Nello svolgimento dell’attività lavorativa può purtroppo succedere che il lavoratore contragga una malattia professionale o subisca un incidente che gli procuri lesioni o menomazioni.

La legge definisce “infortunio sul lavoro” qualsiasi evento dannoso, determinato da una causa violenta in occasione di lavoro, che incide sulla capacità lavorativa del lavoratore. La malattia professionale, invece, è l’infermità che trova la propria causa nel lavoro svolto.

Mettendo da parte (anche per scaramanzia) il discorso relativo ai casi di morte del lavoratore, quando si contrae una malattia professionale o si verifica un infortunio sul lavoro è importante provvedere subito a denunciare l’accaduto e a informare il datore di lavoro, il quale, se dall’evento deriva una prevedibile inabilità al lavoro superiore ai 3 giorni, entro 2 giorni dall’infortunio deve darne comunicazione all’Inail (Istituto Nazionale per l’Assicurazione contro gli Infortuni sul Lavoro).

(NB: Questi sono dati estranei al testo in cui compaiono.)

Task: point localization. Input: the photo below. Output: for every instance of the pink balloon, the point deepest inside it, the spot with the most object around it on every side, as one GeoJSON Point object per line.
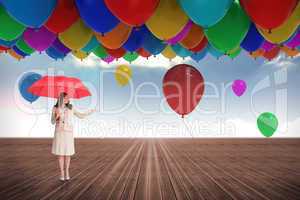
{"type": "Point", "coordinates": [40, 39]}
{"type": "Point", "coordinates": [108, 59]}
{"type": "Point", "coordinates": [181, 34]}
{"type": "Point", "coordinates": [267, 46]}
{"type": "Point", "coordinates": [294, 42]}
{"type": "Point", "coordinates": [239, 87]}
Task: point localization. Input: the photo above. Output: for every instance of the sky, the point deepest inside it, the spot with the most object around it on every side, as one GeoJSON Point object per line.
{"type": "Point", "coordinates": [140, 110]}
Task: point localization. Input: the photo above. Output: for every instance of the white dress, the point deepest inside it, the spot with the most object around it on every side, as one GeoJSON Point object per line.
{"type": "Point", "coordinates": [63, 141]}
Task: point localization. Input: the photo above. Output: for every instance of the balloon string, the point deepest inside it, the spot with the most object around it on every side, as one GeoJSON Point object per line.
{"type": "Point", "coordinates": [187, 127]}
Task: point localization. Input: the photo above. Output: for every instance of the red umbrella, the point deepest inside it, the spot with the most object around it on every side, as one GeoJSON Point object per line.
{"type": "Point", "coordinates": [52, 86]}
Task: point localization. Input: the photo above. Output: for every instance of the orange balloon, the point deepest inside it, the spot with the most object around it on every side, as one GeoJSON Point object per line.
{"type": "Point", "coordinates": [272, 53]}
{"type": "Point", "coordinates": [289, 52]}
{"type": "Point", "coordinates": [14, 54]}
{"type": "Point", "coordinates": [193, 38]}
{"type": "Point", "coordinates": [115, 38]}
{"type": "Point", "coordinates": [257, 53]}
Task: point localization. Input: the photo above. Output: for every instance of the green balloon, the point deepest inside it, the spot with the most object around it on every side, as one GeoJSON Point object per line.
{"type": "Point", "coordinates": [100, 52]}
{"type": "Point", "coordinates": [23, 46]}
{"type": "Point", "coordinates": [267, 123]}
{"type": "Point", "coordinates": [130, 56]}
{"type": "Point", "coordinates": [9, 28]}
{"type": "Point", "coordinates": [230, 31]}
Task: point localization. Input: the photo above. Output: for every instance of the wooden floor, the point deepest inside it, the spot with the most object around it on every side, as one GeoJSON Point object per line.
{"type": "Point", "coordinates": [153, 169]}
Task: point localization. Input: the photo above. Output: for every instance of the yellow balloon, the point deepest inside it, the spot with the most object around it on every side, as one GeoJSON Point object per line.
{"type": "Point", "coordinates": [167, 20]}
{"type": "Point", "coordinates": [77, 36]}
{"type": "Point", "coordinates": [123, 74]}
{"type": "Point", "coordinates": [168, 53]}
{"type": "Point", "coordinates": [284, 31]}
{"type": "Point", "coordinates": [80, 54]}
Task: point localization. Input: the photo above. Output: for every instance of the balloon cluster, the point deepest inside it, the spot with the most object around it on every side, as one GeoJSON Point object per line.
{"type": "Point", "coordinates": [113, 29]}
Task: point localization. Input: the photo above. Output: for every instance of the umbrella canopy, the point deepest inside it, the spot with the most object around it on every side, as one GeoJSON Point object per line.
{"type": "Point", "coordinates": [52, 86]}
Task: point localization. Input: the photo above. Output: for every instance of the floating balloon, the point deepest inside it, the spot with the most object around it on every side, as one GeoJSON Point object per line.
{"type": "Point", "coordinates": [272, 53]}
{"type": "Point", "coordinates": [130, 56]}
{"type": "Point", "coordinates": [116, 37]}
{"type": "Point", "coordinates": [152, 44]}
{"type": "Point", "coordinates": [193, 38]}
{"type": "Point", "coordinates": [183, 87]}
{"type": "Point", "coordinates": [267, 124]}
{"type": "Point", "coordinates": [96, 15]}
{"type": "Point", "coordinates": [179, 36]}
{"type": "Point", "coordinates": [223, 36]}
{"type": "Point", "coordinates": [31, 13]}
{"type": "Point", "coordinates": [92, 44]}
{"type": "Point", "coordinates": [206, 13]}
{"type": "Point", "coordinates": [269, 14]}
{"type": "Point", "coordinates": [80, 54]}
{"type": "Point", "coordinates": [239, 87]}
{"type": "Point", "coordinates": [23, 46]}
{"type": "Point", "coordinates": [167, 20]}
{"type": "Point", "coordinates": [123, 74]}
{"type": "Point", "coordinates": [39, 39]}
{"type": "Point", "coordinates": [284, 31]}
{"type": "Point", "coordinates": [116, 53]}
{"type": "Point", "coordinates": [253, 39]}
{"type": "Point", "coordinates": [135, 39]}
{"type": "Point", "coordinates": [100, 52]}
{"type": "Point", "coordinates": [9, 29]}
{"type": "Point", "coordinates": [132, 12]}
{"type": "Point", "coordinates": [60, 47]}
{"type": "Point", "coordinates": [200, 46]}
{"type": "Point", "coordinates": [180, 51]}
{"type": "Point", "coordinates": [199, 55]}
{"type": "Point", "coordinates": [25, 82]}
{"type": "Point", "coordinates": [64, 15]}
{"type": "Point", "coordinates": [168, 53]}
{"type": "Point", "coordinates": [77, 36]}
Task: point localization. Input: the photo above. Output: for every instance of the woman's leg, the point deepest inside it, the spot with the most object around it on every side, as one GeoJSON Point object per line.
{"type": "Point", "coordinates": [67, 161]}
{"type": "Point", "coordinates": [61, 165]}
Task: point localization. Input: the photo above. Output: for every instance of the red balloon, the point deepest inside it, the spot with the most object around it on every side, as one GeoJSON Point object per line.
{"type": "Point", "coordinates": [64, 15]}
{"type": "Point", "coordinates": [183, 87]}
{"type": "Point", "coordinates": [142, 52]}
{"type": "Point", "coordinates": [269, 14]}
{"type": "Point", "coordinates": [132, 12]}
{"type": "Point", "coordinates": [272, 53]}
{"type": "Point", "coordinates": [200, 46]}
{"type": "Point", "coordinates": [116, 53]}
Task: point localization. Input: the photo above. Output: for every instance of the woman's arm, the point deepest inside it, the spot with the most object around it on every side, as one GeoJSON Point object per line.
{"type": "Point", "coordinates": [83, 114]}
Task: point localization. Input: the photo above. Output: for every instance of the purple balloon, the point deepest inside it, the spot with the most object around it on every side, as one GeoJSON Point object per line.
{"type": "Point", "coordinates": [181, 34]}
{"type": "Point", "coordinates": [39, 39]}
{"type": "Point", "coordinates": [58, 45]}
{"type": "Point", "coordinates": [294, 42]}
{"type": "Point", "coordinates": [267, 46]}
{"type": "Point", "coordinates": [239, 87]}
{"type": "Point", "coordinates": [108, 59]}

Il datore di lavoro che non ottempera a tale obbligo di comunicazione all’Inail è tenuto al pagamento di una sanzione pecuniaria. L’Inail ha il compito di gestire l’assicurazione obbligatoria contro gli infortuni sul lavoro e le malattie professionali nel settore dell’Industria, dell’Agricoltura e dei Servizi ed interviene, già a partire da qualche giorno dopo l’avvenuto infortunio e fino alla guarigione clinica dell’infortunato, corrispondendo una “indennità giornaliera” che compensa il lavoratore della mancata percezione della retribuzione durante la sua inattività forzata. Quando dall’infortunio derivano conseguenze invalidanti permanenti (c.d. postumi), l’Inail concede anche una “rendita perpetua” volta a compensare il lavoratore del “danno patrimoniale” subìto, la quale sarà proporzionale al grado di invalidità riconosciuto e viene calcolata in base alla retribuzione percepita nell’anno precedente l’infortunio. Con riguardo a tale rendita perpetua va detto che, dal 2000, essa ricomprende anche il risarcimento del “danno biologico”, inteso come “danno alla salute”. Nonostante questo passo avanti fatto dal legislatore nel 2000, va tenuto presente che tuttora l’Inail risarcisce solo alcuni tipi di danno, così che quelli non risarcibili dall’Inail dovranno essere chiesti al datore di lavoro instaurando un giudizio civile davanti al Giudice del Lavoro.

Si badi, però, che la tutela dell’infortunato non si estende a coprire anche i casi in cui il lavoratore, con la sua condotta, si sia esposto a rischi estranei e/o contrari alle modalità di lavoro cui era tenuto. È, questo, uno dei motivi di scontro più  acceso nelle cause aventi ad oggetto il risarcimento dei danni da infortunio sul lavoro. Infatti, una condotta “incauta” del lavoratore sul luogo di lavoro giova al datore che potrà così addossare la responsabilità dell’accaduto (in tutto o in parte) all’infortunato. Al lavoratore serve, al contrario, che risulti che l’infortunio capitatogli è accaduto per motivi o fatti riconducibili alla sfera di decisione o gestione del datore. Si pensi, per esempio, ai numerosi casi di infortuni verificatisi in conseguenza di violazioni della normativa di legge in materia di sicurezza sui luoghi di lavoro poste in essere dal datore.

Indennizzabile e risarcibile è anche l’infortunio c.d. “in itinere”, cioè l’infortunio avvenuto lungo il tragitto percorso dal lavoratore tra la propria abitazione ed il luogo di lavoro, ma – si badi – solo quando l’utilizzo della pubblica strada sia imposto dalla necessità di raggiungere il posto di lavoro (o di far ritorno alla propria abitazione) e non siano possibili al lavoratore scelte diverse. Più nel dettaglio, ai fini dell’indennizzabilità dell’infortunio “in itinere” devono ricorrere all’incirca i seguenti presupposti:
1.    l’eventuale uso da parte del lavoratore di un veicolo privato deve essere stato necessario (considerati gli orari di lavoro e quelli dei pubblici servizi di trasporto esistenti in zona);
2.    il percorso seguito dall’infortunato deve essere stato quello normale per recarsi al lavoro (così, per es., non sarà indennizzabile l’infortunio subìto lungo un percorso “allargato” rispetto a quello “diretto” che collega il luogo di lavoro all’abitazione);
3.    l’itinerario deve essere stato percorso dal lavoratore non per ragioni personali nè in orari non collegabili all’attività lavorativa (così, per es., non sarà indennizzabile l’infortunio subìto in un momento di sosta presso un bar situato lungo il percorso, in quanto tale sosta verrebbe considerata “voluttuaria”).